Do you remember 2000, when all of these crazy Internet companies were going on about the "eyeballs" they had? None of them really had a viable business model, and most of them are gone now. You remember, right? Pets.com, eToys, Infospace, Webvan, etc. There was a secondary boom in the mid to late oughts, where companies dropped vowels from their names, and VC's threw millions at startups with the latest app in hopes of finding a unicorn.
Sometimes this works out, and sometimes the company will even go public, though that's a rarity these days. But we had a unicorn today... Snapchat went public, and it's now worth $30 billion. Even if you don't use it, you probably know what it is, the ephemeral chat app that teens use to send each other nudies. I guess some people over 30 use it, but it definitely skews young. I don't know why the world needs so many chat apps, even one that forgets, but deciding it's worth $30 billion is insane. Keep in mind, they lost a half-billions last year, and by their own IPO filing, declared that they might never be profitable. If there's a viable business model relative to the insane amount of money they're spending, no one knows what it is.
Let that soak in for a minute. Thirty. Billion.
A lot of people got rich today, which is no small achievement. It just doesn't feel like it's based on anything.
After working in technology for this entire time, it seems like the obsession over unicorns hasn't subsided. The number of technology companies that have managed to stick around and become household names is not large. And yet, this whole system of venture capital feeding projects, I wouldn't even call them businesses, seems inefficient and wasteful.
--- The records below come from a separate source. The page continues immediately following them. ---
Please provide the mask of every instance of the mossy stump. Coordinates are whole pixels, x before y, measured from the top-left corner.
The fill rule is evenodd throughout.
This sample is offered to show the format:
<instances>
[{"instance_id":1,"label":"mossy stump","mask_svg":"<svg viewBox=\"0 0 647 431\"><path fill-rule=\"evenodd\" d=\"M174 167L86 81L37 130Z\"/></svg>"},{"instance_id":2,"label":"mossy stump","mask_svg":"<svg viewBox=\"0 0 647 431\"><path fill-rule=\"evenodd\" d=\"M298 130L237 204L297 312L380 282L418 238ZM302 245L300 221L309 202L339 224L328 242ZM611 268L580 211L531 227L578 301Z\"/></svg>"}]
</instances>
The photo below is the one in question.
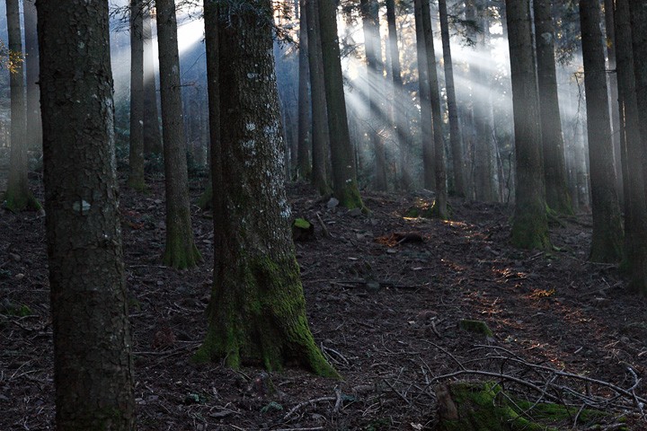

What can I say, I'm biased because I've always beat the Basecamp (formerly 37signals) drum, a company that built something sustainable with its own money, going strong for 17 years. Now I work for a small company that is also bootstrapped, has a viable business plan and is creating something valuable and inspiring for its customers. That's pretty exciting to me. I think that's the engine that really feeds the economy in the broader sense... small companies that solve problems and grow at a rational and sustainable rate. Maybe they even level off at some point, but if they don't go public, that's OK.